Does an employee’s adult-themed posts – she called them jokes –  on a social media site impact her claims of unwanted sexual harassment in the workplace?  Does a school have the right to discipline a student in a professional program for her posts – which she called satire?

In the first case, a judge ruled that adult themed posts on a social media page were relevant to her sexual harassment claim, but were not yet fatal to her case at the summary judgment stage.This case began with police officer Christina Targonski and her workplace, the City of Oak Ridge, Tennessee.  Targonski argued that there were rumors being spread about her sexual preferences and her willingness to engage in certain sexual conduct outside the office.  Targonski complained about the behavior to her superiors.  She then claims she was discriminated against and retaliated against by the City. During the course of her litigation, it was revealed that Targonski posted on her Facebook account that she was interested in “Naked Twister” and other adult themed conduct. Her posts were occurring at the time she claims the rumors created a hostile work environment.

When Targonski sued the City for sexual harassment, the City sought summary judgment (essentially an early dismissal) of the case arguing that Targonski’s social media posts showed that the conduct was not unwelcome and offensive to her.  The Court found the posts curious, but noted that Targonski called the posts “jokes” between friends.  The Court then found, at the early stage of the case, that Targonski – if she was to be believed – could proceed with her case.  Targonski v. City of Oak Ridge, Case No. 3:11-CV-269 (E.Dist. of Tenn., July 18, 2012)

In the second case, a mortuary student at the University of Minnesota sued to appeal discipline imposed against her for posts on Facebook.  Tatro v. University of Minnesota, 816 N.W.2d 509 (Mn. 2012).  In this case, the Supreme Court of Minnesota was asked to evaluate whether discipline imposed against Tatro by the school constituted a violation of her right to free speech under the First Amendment to the Constitution.

In this case, Tatro was a mortuary student at a program designed to train morticians and funeral directors.  Tatro posted several comments on Facebook about stabbing someone with a needle.  The school found out about the posts and ultimately that Tatro had violated the schools academic program rules.  Tatro was given a failing grade in one course and was placed on probation for the remainder of her college career, as well as additional sanctions.

Tatro eventually sued arguing that the discipline violated her right of free speech.
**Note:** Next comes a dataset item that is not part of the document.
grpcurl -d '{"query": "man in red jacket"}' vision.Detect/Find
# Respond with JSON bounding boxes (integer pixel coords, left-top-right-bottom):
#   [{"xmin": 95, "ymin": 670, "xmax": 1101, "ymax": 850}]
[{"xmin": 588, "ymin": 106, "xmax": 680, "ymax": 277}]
Tatro also argued that the posts were merely satire.   The Minnesota Supreme Court, in a case of first impression, rejected her claims finding that Tatro had agreed to certain Mortuary Science Program Rules which were more restrictive than normal student speech restrictions.  Ultimately, they upheld the sanctions against Tatro.

Today’s takeaway?  Watch what you post on Social Media pages.  Whether or not they are jokes, they can come back years later to haunt you.